トラストラインはあなたが信用するイシュア―を示し、限度額の範囲内でそのイシュア―のイシュアンスを支払いとして受領します。オファーは特定通貨を取得するための明示的な指示であるため、これらの限度額を超えることができます。

オファーの優先度

既存のオファーは為替レート(「オファークオリティ」とも呼ばれます)によってグループにまとめられます。為替レートは、TakerGetsTakerPaysの比率として計算されます。為替レートが高いオファーが優先的に処理されます。(つまり、オファーを受け入れる人は、支払われる通貨額に対して可能な限り多くを受領します。)同じ為替レートのオファーは、最も古いレジャーバージョンで出されたオファーに基づいて受け入れられます。

同じ為替レートのオファーが同じレジャーバージョンに記録されている場合、オファーの処理順序はレジャーへトランザクションを適用する ための正規の順序 によって決定します。この動作は確定的かつ効率的であり、操作することが困難であるように設計されています。

オファーの有効期限

トランザクションの伝搬と確定には時間がかかることがあるため、レジャーのタイムスタンプからオファーの有効性を判断します。オファーが有効期限切れとなるのは、有効期限が最新の検証済みレジャーよりも前の場合だけです。つまり、Expirationフィールドが指定されているオファーが「アクティブ」であると見なされるのは、ローカルクロックに関係なく、その有効期限が最新の検証済みレジャーのタイムスタンプよりも後である場合です。

閉鎖時刻が有効期限と同じかそれよりも後である完全な検証済みレジャーが作成されたら、Expirationが指定されているオファーの最終的な処理を即時に判断できます。

注記: レジャーを変更できるのは新しいトランザクションだけであることから、有効期限切れのオファーは、非アクティブになった後でもレジャーに残ることがあります。このオファーは資金化されていないと見なされ特に影響はありませんが、(ledger_entryコマンドなどの)実行結果に、引き続き表示される可能性があります。後に、サーバーが処理中に有効期限切れのオファーを検出すると、このオファーは別のトランザクション(別のOfferCreateなど)の結果として最終的に削除されることがあります。

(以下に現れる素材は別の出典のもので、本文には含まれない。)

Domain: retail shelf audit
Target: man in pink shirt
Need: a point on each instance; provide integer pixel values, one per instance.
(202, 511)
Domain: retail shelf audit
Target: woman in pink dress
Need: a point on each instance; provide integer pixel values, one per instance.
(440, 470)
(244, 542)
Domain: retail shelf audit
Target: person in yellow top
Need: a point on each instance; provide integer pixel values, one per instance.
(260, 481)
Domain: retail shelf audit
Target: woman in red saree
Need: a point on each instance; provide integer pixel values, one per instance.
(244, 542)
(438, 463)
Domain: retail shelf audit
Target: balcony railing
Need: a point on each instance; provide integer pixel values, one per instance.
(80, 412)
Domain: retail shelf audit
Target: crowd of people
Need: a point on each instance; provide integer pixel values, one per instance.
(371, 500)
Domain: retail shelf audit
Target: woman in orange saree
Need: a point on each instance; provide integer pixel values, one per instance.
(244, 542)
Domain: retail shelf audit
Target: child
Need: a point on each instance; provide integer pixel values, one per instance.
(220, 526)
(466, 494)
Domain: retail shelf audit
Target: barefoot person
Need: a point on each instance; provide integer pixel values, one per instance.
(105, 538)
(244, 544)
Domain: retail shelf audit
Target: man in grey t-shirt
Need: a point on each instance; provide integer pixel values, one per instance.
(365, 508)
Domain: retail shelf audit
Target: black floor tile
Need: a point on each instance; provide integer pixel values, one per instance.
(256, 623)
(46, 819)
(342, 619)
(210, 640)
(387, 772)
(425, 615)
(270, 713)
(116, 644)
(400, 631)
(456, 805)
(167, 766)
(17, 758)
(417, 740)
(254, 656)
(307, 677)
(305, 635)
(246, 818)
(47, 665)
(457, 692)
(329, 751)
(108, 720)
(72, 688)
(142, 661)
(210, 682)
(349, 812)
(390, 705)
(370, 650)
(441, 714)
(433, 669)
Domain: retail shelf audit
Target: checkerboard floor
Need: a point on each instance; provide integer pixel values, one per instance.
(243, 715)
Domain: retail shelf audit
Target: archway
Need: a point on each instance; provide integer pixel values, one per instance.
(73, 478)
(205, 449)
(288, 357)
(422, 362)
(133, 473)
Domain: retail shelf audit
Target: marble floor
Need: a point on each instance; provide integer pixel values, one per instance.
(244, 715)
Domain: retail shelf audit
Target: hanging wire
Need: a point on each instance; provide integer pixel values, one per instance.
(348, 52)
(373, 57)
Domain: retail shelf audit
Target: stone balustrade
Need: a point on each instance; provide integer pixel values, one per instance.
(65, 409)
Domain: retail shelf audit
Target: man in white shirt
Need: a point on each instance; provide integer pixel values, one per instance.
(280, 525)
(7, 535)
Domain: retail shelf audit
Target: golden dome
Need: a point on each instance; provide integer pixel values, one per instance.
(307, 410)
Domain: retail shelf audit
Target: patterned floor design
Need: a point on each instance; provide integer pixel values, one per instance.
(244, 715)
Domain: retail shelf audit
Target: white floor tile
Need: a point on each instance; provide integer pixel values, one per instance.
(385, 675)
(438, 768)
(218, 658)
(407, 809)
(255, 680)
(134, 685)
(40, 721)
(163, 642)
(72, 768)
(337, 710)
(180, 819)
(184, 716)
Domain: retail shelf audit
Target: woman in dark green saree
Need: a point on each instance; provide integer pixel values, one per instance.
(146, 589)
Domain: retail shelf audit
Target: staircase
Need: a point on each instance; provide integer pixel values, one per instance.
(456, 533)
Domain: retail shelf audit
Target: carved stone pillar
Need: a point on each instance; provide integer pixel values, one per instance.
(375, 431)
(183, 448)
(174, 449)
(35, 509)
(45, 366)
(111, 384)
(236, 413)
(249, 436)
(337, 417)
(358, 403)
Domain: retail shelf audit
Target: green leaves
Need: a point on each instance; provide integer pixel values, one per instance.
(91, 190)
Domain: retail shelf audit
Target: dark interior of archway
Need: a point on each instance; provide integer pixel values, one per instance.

OfferCreateトランザクションが最初にレジャーに追加された時点で、このトランザクションに指定されているExpiration時刻をすでに経過していた場合は、トランザクションはオファーを実行しません。このようなトランザクションの結果コードは、Checks Amendmentが有効であるかどうかによって異なります。Checks Amendmentが有効な場合、トランザクションの結果コードはtecEXPIREDです。それ以外の場合、トランザクションの結果コードはtesSUCCESSです。いずれの場合でも、このトランザクションには、トランザクションコストとして支払われたXRPを消却する以外に影響はありません。